Fredricka Hunter, director of American Indian Student Services at the University of Montana, gives Terry Payne a gift of two Pendleton sashes at an event on Wednesday announcing a new teaching and research facility at UM’s Payne Family Native American Center. (Photo by TOM BAUER/Missoulian)

The Native champion who fought for years against the federal government to secure the historic Cobell land trust settlment is being honored with her own institute at the University of Montana.

The Elouise Cobell Land and Culture Institute was dedicate in Missoula, Mont., Wednesday and will become a part of the Payne Family Native American Center on UM’s campus.

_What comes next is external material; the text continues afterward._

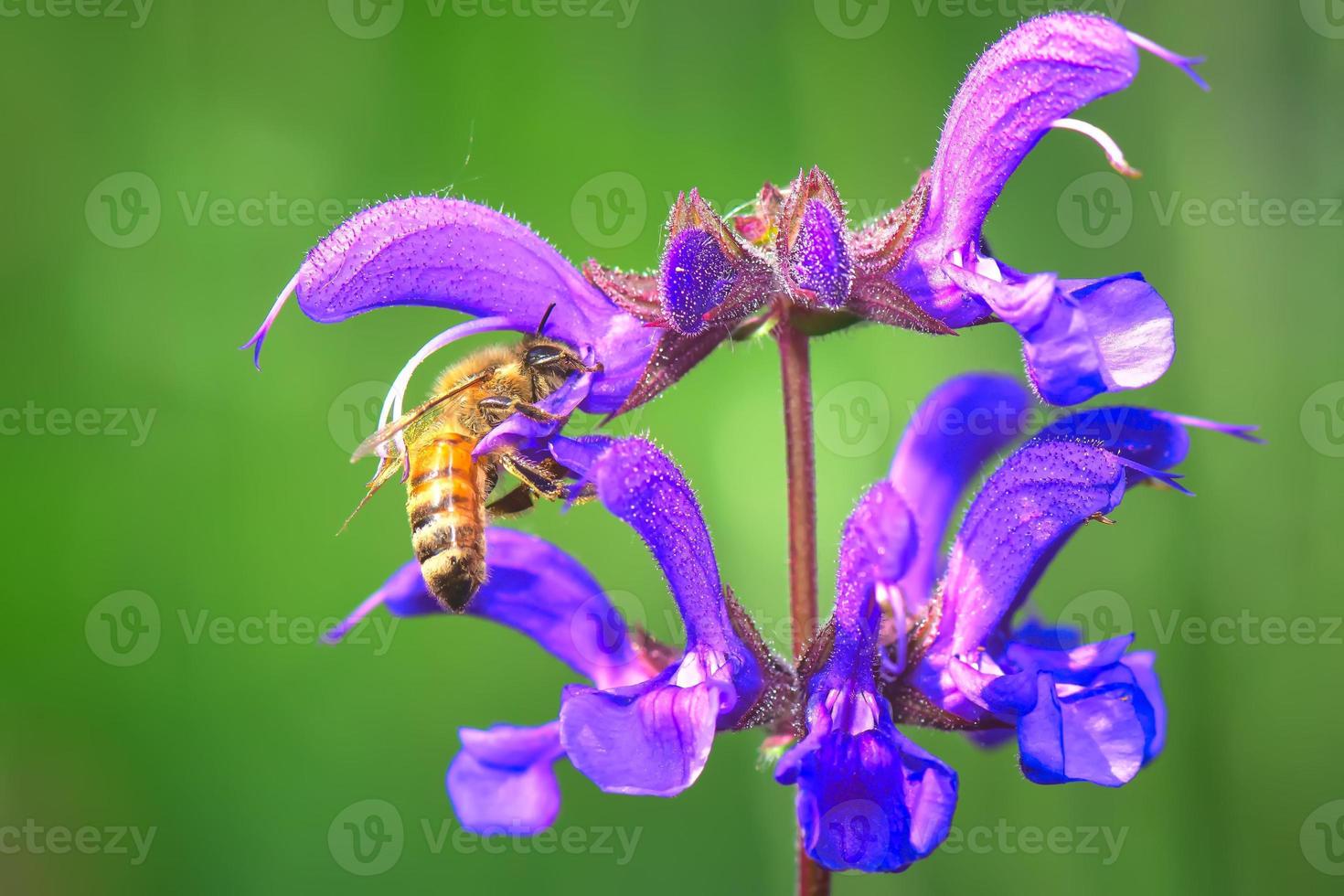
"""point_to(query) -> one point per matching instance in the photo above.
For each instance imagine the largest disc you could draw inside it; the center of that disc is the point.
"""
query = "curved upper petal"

Missoulian reporter Kim Briggeman was at the dedication ceremony:

    Pending approval by the Montana Board of Regents in Helena this week, the Cobell Institute is envisioned to be a complex of labs, classrooms and a small theater in the unfinished lower level of the three-year-old Native American Center on the southwest edge of the UM Oval.

    University President Royce Engstrom announced creation of the institute Wednesday at a ceremony in the center’s Bonnie HeavyRunner Gathering Place.

    “Her life’s work was the pursuit of justice and we here at the University of Montana are humbled that her family has permitted us to honor her,” he said.

    The institute, said Engstrom, can be a place “where future leaders will meet the challenges around land and asset management as well as understand worldwide cultures of indigenous people.”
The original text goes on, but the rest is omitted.